After the interval, we were treated to one of Bartók’s greatest works, his Concerto for Orchestra. The orchestra had played it less than a year ago under Bringuier, so there was no dust to brush off their parts. I cannot say the performance was better or worse than Bringuier’s, it was equally fine, but perhaps more detailed – though I suspect Bringuier may have had more rehearsal time (there were a few rough edges this time round). The brass and woodwind principals clearly enjoyed their limelight in the “Game of the couples”. The wistful Elegia reminded us that this work by written by Bartók in American exile, in 1943, but otherwise the work is playful and full of intriguing (mild) dissonance. After the witty scherzo-like fourth movement followed the Finale which gave Heras-Casado the chance to show off some of his Iberian passion. His fiery temperament blends with an amiable countenance, sound technique, a broad repertoire and plenty of charisma – could this be the perfect mix to ignite staid Zurichers?

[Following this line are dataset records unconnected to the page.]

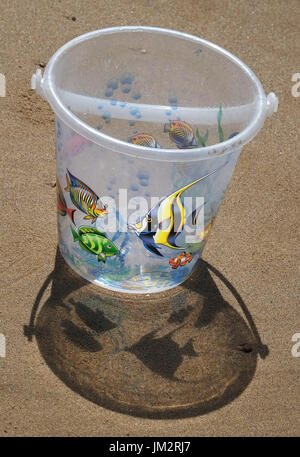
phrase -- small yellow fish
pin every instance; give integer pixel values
(143, 139)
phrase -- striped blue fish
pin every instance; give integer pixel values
(85, 198)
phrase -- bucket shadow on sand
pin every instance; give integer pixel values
(180, 353)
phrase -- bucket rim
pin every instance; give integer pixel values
(176, 155)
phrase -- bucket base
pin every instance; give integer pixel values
(172, 354)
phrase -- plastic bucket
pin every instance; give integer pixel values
(149, 126)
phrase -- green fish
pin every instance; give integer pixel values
(95, 242)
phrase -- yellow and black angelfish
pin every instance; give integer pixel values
(157, 228)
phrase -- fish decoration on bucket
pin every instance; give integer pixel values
(62, 208)
(157, 228)
(95, 242)
(181, 134)
(144, 139)
(85, 198)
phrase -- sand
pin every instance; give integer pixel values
(254, 243)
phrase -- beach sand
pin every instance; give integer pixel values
(254, 243)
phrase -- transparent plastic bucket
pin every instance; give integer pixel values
(149, 126)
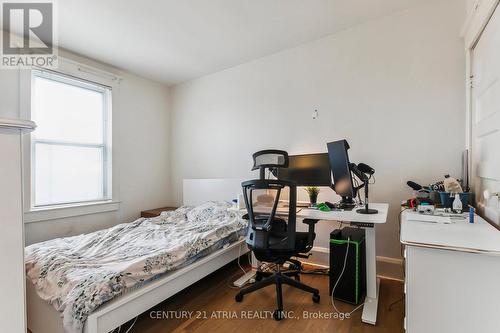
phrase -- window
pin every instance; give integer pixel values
(70, 160)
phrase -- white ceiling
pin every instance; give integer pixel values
(176, 40)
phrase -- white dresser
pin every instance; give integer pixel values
(12, 305)
(452, 276)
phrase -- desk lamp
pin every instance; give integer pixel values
(364, 172)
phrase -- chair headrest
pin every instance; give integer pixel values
(270, 158)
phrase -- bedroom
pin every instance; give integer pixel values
(170, 105)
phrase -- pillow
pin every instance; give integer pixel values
(211, 210)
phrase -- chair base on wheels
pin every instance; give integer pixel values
(278, 279)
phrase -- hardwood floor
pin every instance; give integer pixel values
(212, 296)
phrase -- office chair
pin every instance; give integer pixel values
(273, 239)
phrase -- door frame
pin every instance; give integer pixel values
(473, 30)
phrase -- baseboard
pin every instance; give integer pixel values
(389, 268)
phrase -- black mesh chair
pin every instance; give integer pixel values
(271, 211)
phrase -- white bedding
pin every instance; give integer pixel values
(78, 274)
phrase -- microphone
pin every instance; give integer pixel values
(414, 185)
(365, 168)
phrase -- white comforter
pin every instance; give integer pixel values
(78, 274)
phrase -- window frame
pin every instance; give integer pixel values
(83, 72)
(104, 147)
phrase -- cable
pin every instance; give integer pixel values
(340, 276)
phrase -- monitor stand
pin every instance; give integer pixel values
(347, 203)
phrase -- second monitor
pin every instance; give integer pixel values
(308, 170)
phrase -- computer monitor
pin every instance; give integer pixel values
(341, 171)
(307, 170)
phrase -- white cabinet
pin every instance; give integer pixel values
(452, 274)
(12, 302)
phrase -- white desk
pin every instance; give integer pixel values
(372, 283)
(452, 274)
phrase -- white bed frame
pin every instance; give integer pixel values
(43, 318)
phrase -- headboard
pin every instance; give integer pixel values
(198, 191)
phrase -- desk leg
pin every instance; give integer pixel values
(249, 275)
(372, 283)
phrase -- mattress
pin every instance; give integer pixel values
(78, 274)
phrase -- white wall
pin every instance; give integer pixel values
(392, 87)
(141, 121)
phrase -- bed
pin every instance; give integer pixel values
(145, 278)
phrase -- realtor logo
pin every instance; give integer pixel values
(28, 34)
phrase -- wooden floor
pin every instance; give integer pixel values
(212, 296)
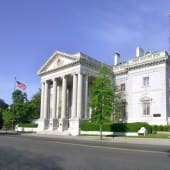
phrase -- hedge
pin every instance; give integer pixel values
(116, 127)
(161, 128)
(29, 125)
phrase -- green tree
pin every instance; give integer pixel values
(3, 106)
(34, 105)
(102, 93)
(7, 118)
(18, 97)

The tell-tale sign was that a number of orchestra players, who were not playing on stage, were spotted in the auditorium. I also, from my seat behind the orchestra, watched the faces of the players during the performance and they seemed very well pleased. Heras-Casado has conducted the Tonhalle Orchestra before. In 2011, he conducted their opening concert and returned a year later with Mozart and Bach. In 2012, he accompanied Sol Gabetta in Shostakovich’s First Cello Concerto and performed a Firebird. At this moment, he is not Chief Conductor of any orchestra, as far as I can tell, though he guests with many top-flight orchestras (this season with the New York Philharmonic, Los Angeles Philharmonic, San Francisco Philharmonic, Munich Philharmonic and the Finnish Radio Symphony Orchestra). My money has now switched from Sanderling.

All eyes may jealously be on the sparkling Elbphilharmonie in Hamburg; London music-lovers salivate about the new possibility of reviving the plans for a new concert hall for the London Symphony Orchestra close to the Barbican. Zurich concert-goers, on the other hand, chatter only about who might be taking their orchestra forward to new heights.